"Até 5% de volta em todas as compras." A frase aparece em todo banner de cartão novo. O detalhe está no "até" — e na lista de categorias que ficam de fora, nos tetos mensais e no prazo para o dinheiro cair de fato na sua conta.

Cashback virou argumento principal de venda nos últimos anos. Faz sentido: é fácil de entender e parece dinheiro grátis. Só que programa de benefício em cartão é produto financeiro com regras — e quem não lê o regulamento costuma descobrir a surpresa na fatura.

Percentual real vs. percentual anunciado

A maioria dos cartões oferece camadas: um percentual base para qualquer compra e percentuais maiores em categorias rotativas — restaurantes neste mês, farmácia no próximo. Se você não acompanha a rotação, fica no base, que muitas vezes é 0,5% ou 1%.

Faça a conta com seu extrato real. Some quanto gastou no mês e quanto voltou. Divida um pelo outro. Esse é o seu cashback efetivo — não o número do outdoor.

Tetos e exclusões

  • Teto mensal — comum em programas que prometem percentuais altos
  • Compras parceladas — algumas só geram cashback na primeira parcela
  • Boletos e PIX pelo cartão — frequentemente excluídos
  • Anuidade — pode comer meses inteiros de retorno
Um cartão com 2% real sem anuidade pode render mais do que um com 5% anunciado e R$ 50 por mês de taxa.

Prazo de crédito

Há quem devolva na hora, na fatura seguinte ou só depois de 90 dias. Para quem usa o cartão como fluxo de caixa, o prazo importa tanto quanto o percentual. Dinheiro que demora a voltar é dinheiro que você emprestou ao banco sem juros — enquanto paga rotativo se atrasar.
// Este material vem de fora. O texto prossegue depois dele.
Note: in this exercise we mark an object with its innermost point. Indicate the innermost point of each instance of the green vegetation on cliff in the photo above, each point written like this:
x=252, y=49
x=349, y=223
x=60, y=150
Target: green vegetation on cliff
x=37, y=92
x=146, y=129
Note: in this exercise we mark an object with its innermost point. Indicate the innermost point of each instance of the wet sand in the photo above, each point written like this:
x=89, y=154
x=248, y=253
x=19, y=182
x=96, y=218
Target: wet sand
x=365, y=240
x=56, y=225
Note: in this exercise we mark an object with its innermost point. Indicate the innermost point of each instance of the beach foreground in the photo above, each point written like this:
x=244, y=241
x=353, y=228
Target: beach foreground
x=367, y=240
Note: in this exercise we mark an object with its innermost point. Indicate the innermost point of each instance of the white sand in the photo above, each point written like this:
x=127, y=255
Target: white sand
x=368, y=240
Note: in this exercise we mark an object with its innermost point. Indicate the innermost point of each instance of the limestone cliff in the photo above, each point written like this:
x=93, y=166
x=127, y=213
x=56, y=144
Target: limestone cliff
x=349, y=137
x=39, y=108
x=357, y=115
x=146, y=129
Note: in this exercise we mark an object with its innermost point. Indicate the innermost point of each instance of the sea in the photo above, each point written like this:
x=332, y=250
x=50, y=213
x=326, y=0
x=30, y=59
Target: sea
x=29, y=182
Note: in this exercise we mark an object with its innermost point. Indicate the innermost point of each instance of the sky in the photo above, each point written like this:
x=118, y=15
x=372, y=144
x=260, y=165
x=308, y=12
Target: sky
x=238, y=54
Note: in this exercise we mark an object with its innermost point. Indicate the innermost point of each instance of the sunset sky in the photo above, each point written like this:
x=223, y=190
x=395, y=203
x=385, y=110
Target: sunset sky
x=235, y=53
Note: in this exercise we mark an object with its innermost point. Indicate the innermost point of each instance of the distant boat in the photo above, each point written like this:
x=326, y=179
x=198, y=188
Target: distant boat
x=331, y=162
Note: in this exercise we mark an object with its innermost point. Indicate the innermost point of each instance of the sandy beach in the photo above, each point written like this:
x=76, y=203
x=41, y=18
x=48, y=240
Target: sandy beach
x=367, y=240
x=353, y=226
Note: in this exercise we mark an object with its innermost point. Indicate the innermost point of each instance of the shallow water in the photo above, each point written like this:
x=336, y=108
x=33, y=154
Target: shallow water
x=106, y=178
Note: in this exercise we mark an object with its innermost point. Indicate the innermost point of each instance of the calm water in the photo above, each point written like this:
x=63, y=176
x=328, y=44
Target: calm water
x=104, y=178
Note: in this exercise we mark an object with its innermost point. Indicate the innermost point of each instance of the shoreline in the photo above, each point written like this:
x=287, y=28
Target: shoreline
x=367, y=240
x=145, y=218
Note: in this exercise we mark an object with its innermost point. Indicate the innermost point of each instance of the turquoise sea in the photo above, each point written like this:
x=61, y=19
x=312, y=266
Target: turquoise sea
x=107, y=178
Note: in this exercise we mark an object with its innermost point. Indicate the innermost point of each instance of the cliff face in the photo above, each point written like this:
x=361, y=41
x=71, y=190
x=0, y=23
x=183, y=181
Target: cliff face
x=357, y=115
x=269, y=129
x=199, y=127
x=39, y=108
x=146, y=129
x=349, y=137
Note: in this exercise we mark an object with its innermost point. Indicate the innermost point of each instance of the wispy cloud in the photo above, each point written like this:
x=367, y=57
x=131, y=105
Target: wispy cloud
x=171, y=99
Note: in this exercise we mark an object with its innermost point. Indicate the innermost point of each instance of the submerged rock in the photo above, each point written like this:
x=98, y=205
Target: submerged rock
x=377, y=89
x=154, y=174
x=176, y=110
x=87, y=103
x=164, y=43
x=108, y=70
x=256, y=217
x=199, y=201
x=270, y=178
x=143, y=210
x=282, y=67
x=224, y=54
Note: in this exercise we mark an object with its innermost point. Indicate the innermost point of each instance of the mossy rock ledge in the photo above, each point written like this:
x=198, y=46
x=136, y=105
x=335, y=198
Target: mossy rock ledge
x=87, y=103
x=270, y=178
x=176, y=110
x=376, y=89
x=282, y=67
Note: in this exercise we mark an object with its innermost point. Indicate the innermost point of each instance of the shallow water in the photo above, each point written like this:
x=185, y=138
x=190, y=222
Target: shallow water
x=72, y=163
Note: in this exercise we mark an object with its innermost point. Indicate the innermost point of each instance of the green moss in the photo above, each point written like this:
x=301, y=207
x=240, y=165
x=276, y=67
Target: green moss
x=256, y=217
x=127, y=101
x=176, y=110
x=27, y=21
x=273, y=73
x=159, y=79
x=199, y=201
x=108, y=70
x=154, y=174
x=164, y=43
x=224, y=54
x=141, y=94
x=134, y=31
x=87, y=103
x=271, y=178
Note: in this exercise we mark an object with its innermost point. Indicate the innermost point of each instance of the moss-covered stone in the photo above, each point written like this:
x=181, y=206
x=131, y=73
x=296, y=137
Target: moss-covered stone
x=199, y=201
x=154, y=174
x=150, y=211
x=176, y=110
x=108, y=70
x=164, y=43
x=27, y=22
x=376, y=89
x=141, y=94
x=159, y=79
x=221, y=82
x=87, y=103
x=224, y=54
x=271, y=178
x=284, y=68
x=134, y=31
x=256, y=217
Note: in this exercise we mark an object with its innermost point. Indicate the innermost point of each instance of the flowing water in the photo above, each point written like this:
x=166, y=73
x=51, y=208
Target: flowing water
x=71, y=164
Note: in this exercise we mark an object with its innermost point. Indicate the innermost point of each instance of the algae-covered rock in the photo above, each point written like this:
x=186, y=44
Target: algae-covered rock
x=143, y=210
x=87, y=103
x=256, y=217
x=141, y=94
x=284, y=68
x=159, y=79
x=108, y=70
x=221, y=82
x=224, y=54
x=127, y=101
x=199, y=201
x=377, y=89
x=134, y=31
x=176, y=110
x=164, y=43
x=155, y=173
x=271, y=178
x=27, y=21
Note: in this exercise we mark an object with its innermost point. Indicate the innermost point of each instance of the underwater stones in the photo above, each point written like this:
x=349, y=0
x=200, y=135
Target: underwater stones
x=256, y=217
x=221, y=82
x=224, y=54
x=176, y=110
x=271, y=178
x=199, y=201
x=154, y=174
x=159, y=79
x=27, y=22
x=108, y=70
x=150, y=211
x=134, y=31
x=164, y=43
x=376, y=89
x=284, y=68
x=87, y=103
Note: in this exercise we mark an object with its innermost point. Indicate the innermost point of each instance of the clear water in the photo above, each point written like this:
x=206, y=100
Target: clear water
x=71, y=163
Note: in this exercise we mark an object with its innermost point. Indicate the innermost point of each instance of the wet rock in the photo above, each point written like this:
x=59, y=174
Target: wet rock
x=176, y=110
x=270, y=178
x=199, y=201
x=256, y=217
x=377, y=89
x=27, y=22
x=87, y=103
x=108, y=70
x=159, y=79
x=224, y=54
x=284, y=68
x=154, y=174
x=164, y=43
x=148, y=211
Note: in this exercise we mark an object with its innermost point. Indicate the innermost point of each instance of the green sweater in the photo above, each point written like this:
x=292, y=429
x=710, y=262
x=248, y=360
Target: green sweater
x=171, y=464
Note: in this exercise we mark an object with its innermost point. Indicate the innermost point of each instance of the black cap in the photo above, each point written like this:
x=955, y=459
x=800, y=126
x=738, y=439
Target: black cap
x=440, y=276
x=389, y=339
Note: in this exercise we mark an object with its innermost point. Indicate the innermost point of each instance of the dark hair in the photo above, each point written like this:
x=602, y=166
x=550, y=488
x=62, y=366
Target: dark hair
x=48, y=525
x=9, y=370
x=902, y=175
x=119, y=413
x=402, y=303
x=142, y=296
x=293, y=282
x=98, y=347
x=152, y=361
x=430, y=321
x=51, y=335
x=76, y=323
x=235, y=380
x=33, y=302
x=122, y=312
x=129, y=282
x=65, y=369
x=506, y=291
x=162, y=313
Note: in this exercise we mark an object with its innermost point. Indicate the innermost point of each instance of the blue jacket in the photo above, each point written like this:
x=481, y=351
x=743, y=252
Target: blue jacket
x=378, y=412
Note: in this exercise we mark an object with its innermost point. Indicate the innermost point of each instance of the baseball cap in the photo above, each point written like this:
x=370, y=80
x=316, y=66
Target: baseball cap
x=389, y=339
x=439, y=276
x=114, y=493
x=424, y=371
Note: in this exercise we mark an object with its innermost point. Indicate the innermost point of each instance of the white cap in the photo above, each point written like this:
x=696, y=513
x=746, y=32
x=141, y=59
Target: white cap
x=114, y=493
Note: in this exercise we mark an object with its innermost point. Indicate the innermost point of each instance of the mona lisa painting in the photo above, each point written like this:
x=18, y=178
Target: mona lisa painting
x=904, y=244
Quando o cashback compensa de verdade

Quando você já gastaria aquele valor de qualquer forma, paga a fatura integral e o programa não exige troca de hábito de consumo. Cashback não é lucro se ele te convence a comprar o que não precisava.

Compare também com programas de pontos, se você viaja ou troca por passagens. Às vezes o valor percebido do ponto é maior — desde que você use antes de expirar. A escolha não é ideológica: é matemática com o seu perfil de gasto.

Checklist antes de trocar de cartão

  1. Calcule o cashback efetivo dos últimos três meses
  2. Some anuidade, seguros embutidos e taxas de serviço
  3. Leia o regulamento das categorias bonificadas
  4. Confirme prazo e forma de crédito do benefício
  5. Verifique se há isenção de anuidade e em quais condições

Benefício bom é o que sobrevive à planilha simples. Se só fecha no papel do marketing, provavelmente foi desenhado para quem não faz conta.